Taking a different approach, we could use one of SciPy’s numerical methods to get the maximum directly. SciPy doesn’t have a maximize function, but it does have the minimize_scalar function in the optimize library. All we have to do is minimize the negative of our expression for [x]. Interactively in IPython, that looks like this:

In [1]: from scipy.optimize import minimize_scalar

In [2]: def fn(x):
   ...:     return -40.3**2/9.81*cosd(x)*(sind(x) + sqrt(sind(x)**2 + (2*9.81*27.5/40.3**2)*(1 + cosd(x))))
   ...: 

In [3]: minimize_scalar(fn)
Out[3]: 
  fun: -209.0983365231974
 nfev: 11
  nit: 10
    x: 36.934987114574426

This matches what we found through plotting. If you’re more familiar with MatLab, Octave, or Julia, you could use the similar functions they have.

Neither of these methods were widely available when I was in college. There were plotting routines and numerical methods libraries, but they were on mainframes, not at your desk in front of you. The graphs I made for class were plotted point by point on graph paper.

Even as personal computers became commonplace, the software environment remained rudimentary. Too much programming and not enough solving. It took time for interactive tools for solving problems like this to develop.

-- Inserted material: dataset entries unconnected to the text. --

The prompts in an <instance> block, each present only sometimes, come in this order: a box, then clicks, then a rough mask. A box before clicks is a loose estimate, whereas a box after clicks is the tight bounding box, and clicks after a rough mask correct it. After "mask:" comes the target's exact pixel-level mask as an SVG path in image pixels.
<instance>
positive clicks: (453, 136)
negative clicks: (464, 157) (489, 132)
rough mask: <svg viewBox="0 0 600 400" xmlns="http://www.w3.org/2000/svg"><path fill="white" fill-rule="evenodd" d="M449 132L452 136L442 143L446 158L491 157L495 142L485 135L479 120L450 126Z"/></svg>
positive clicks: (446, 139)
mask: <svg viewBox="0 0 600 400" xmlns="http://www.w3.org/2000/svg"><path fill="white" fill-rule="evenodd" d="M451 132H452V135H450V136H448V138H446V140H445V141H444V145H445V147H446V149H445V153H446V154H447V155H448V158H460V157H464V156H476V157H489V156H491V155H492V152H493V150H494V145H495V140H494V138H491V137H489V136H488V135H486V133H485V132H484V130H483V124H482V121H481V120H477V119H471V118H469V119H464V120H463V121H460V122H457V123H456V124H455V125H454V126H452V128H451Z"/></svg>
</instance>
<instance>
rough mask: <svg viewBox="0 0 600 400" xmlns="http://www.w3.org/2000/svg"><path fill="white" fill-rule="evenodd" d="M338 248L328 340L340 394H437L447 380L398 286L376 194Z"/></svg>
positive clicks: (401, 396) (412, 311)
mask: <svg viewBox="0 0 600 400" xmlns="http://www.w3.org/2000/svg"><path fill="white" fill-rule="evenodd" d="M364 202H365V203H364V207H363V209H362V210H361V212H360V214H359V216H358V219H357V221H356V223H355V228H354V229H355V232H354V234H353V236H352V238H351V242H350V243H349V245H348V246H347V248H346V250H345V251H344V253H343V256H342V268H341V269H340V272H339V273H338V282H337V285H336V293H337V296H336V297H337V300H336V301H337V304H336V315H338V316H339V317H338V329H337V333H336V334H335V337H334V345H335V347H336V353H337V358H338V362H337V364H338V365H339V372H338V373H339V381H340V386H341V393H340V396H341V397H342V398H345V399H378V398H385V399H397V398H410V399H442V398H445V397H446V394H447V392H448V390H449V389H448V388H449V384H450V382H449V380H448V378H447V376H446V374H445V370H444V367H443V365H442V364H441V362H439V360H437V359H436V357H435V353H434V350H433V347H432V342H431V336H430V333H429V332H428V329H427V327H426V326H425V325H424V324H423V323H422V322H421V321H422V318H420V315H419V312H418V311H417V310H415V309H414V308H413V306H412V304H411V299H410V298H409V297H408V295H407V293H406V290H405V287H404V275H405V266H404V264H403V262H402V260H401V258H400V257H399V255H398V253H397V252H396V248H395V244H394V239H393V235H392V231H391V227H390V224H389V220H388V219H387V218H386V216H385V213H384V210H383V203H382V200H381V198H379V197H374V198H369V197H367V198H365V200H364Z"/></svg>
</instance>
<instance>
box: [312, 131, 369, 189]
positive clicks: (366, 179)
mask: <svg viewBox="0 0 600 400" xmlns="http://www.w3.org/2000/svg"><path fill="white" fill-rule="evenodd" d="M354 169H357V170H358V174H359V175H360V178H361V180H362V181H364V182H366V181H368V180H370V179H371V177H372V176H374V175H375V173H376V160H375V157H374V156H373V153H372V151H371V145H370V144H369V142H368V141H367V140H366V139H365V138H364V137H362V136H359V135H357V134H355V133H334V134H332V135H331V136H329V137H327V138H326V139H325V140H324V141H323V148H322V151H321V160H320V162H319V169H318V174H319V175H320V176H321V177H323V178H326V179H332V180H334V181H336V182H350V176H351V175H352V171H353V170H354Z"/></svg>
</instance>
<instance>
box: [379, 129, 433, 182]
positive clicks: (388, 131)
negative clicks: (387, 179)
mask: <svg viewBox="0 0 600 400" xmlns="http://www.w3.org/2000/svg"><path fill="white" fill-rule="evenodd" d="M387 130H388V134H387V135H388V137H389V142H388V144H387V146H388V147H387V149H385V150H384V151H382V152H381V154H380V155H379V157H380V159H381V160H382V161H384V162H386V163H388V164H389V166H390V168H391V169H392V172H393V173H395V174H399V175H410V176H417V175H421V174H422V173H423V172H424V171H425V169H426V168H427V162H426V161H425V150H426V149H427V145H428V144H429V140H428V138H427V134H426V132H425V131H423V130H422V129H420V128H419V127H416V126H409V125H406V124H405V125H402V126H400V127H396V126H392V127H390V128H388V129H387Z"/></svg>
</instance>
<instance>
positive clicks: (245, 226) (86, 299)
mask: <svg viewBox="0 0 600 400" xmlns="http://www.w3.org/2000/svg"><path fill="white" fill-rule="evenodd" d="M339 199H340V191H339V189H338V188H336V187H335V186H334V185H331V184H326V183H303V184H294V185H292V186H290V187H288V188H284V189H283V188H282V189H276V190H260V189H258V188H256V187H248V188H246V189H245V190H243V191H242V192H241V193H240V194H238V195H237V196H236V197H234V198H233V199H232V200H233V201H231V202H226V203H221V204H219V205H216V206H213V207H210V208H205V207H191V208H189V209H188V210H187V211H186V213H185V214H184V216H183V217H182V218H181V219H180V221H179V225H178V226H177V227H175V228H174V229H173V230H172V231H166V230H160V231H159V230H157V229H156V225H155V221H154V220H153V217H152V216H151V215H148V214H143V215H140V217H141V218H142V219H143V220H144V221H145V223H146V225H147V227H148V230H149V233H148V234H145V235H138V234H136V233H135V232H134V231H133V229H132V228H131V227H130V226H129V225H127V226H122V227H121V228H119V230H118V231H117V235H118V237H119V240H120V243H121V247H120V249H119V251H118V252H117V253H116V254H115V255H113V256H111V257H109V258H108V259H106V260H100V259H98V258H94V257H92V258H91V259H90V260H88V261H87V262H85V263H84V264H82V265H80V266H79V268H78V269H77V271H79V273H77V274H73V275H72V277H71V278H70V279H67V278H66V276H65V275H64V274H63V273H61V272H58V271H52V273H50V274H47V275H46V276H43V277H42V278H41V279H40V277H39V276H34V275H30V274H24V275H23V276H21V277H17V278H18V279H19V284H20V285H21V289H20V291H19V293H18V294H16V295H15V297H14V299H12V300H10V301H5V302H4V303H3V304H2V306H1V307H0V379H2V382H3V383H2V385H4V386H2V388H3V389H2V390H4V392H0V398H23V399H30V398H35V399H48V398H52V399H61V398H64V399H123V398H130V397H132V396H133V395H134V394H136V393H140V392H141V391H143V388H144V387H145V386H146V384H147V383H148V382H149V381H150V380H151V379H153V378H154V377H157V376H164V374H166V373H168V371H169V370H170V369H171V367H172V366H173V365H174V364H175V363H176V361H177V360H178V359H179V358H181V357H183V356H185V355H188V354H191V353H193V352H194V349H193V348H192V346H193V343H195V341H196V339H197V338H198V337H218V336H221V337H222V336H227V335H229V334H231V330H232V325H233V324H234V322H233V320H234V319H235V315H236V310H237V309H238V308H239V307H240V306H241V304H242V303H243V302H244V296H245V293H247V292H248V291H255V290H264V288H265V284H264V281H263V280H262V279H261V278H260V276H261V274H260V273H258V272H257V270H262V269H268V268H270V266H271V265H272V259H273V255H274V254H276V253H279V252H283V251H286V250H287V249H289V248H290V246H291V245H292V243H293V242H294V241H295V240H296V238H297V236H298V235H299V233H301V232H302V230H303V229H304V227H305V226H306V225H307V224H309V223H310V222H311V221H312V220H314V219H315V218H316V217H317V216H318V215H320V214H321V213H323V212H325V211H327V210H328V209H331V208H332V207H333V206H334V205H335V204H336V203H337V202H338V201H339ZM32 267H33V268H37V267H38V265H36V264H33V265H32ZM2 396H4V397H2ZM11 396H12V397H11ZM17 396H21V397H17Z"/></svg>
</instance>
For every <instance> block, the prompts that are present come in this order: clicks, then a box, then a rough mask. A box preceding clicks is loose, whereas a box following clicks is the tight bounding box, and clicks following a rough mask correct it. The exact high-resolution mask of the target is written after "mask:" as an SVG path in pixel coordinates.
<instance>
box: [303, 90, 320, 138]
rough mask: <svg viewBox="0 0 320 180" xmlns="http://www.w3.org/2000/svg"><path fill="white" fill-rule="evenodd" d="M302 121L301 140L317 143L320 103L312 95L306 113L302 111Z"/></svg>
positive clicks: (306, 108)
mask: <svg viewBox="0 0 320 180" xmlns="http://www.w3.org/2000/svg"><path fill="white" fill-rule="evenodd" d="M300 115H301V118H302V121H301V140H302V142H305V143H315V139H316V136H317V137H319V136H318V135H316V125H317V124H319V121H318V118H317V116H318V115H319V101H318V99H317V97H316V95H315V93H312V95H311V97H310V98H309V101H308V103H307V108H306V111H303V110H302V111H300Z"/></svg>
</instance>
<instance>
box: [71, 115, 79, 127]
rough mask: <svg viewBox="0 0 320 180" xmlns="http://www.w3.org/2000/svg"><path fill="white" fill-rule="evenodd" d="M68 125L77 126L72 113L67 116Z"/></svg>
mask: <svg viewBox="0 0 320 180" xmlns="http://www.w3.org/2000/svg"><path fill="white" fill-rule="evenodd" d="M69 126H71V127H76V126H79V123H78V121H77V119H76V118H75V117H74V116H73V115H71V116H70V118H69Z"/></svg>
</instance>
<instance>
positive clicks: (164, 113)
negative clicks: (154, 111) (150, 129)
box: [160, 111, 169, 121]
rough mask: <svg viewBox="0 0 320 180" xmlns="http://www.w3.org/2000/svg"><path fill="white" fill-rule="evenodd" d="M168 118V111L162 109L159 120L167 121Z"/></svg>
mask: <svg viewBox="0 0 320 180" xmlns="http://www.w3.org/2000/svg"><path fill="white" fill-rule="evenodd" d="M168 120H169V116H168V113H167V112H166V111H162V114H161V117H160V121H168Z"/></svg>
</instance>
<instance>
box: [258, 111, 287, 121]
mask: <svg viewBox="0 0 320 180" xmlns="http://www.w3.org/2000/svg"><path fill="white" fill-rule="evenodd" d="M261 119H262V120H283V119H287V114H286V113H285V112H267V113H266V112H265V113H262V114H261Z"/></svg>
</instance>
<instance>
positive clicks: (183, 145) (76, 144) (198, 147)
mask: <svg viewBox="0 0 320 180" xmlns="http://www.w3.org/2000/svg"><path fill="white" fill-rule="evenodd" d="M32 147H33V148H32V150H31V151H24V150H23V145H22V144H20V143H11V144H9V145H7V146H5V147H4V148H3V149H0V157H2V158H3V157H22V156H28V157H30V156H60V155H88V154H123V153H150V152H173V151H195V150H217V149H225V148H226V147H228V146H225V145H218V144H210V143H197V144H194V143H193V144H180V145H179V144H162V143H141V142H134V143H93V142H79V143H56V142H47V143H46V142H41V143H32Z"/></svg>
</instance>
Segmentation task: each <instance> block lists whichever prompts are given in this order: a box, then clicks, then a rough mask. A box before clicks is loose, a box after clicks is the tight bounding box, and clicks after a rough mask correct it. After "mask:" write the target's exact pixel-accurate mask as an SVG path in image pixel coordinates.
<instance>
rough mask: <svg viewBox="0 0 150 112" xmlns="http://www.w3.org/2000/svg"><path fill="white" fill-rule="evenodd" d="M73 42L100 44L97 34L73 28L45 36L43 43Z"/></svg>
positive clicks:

(By the way, given that my answer of 209 meters is only 5 meters more than the value Tauber calculated, you might question the value of all this extra work. In fact, as you can see from the graph, you could assume any release angle from about 29° to 45° and get within about 5 meters of the correct result. But the only way to know that is to do the problem correctly.2)


What does this have to do with James Burke? In one of his programs,3 Burke was talking about the development of calculus and suggested that Newton might never have developed calculus if he’d had a computer that could do numerical differentiation and numerical integration. I’ve been fascinated by that idea ever since. Put aside the question of whether computers could have been developed in the absence of calculus—if you have a device that can do the necessary sums and differences to mimic calculus with sufficient precision, do you need calculus anymore? For this problem, and many others I need to solve for my job, I jump to a numerical solution much faster than I would have thirty years ago.

The conversation with my older colleague, David, had a similar theme. We were talking about a nonlinear dynamics problem (as you do), and I mentioned that I’d solve the governing differential equation through a predictor-corrector or Runge-Kutta solver—both of which are numerical methods that require a computer.4 He thought that was interesting because those solution techniques would never have occurred to him. Being of an older generation, his first instincts would have been to try a perturbation method or an asymptotic expansion. A few weeks later, David had an SE/30 and was teaching himself how to do numerical analysis in Excel.

I’m approaching the age David was when we had that conversation, and I see how easy it is to stick with what I already know. His interest in and acceptance of new ideas is a constant reminder to remain flexible.


  1. Turns out™ I made my own mistake in that first attempt at a solution, and there may still be another lurking in what follows. Calling out the errors of others always leaves you open to your own embarrassment. 

  2. Actually, I’m not sure how Tauber got the correct value of 204 meters for a 45° launch angle. He got the elevation of the release point wrong, the horizontal distance to reach that same elevation on the way down wrong, and the horizontal movement from that point to the ground wrong. He doesn’t show his work, so I can’t figure out how three wrongs made a right. 

  3. Sorry, I don’t remember which program or episode. It’s been a long time. 

  4. I didn’t have easy access to numerical libraries like SciPy in those days, but I was used to programming certain techniques from scratch. That skill, like my ability to do calculus, has gotten rusty over the years.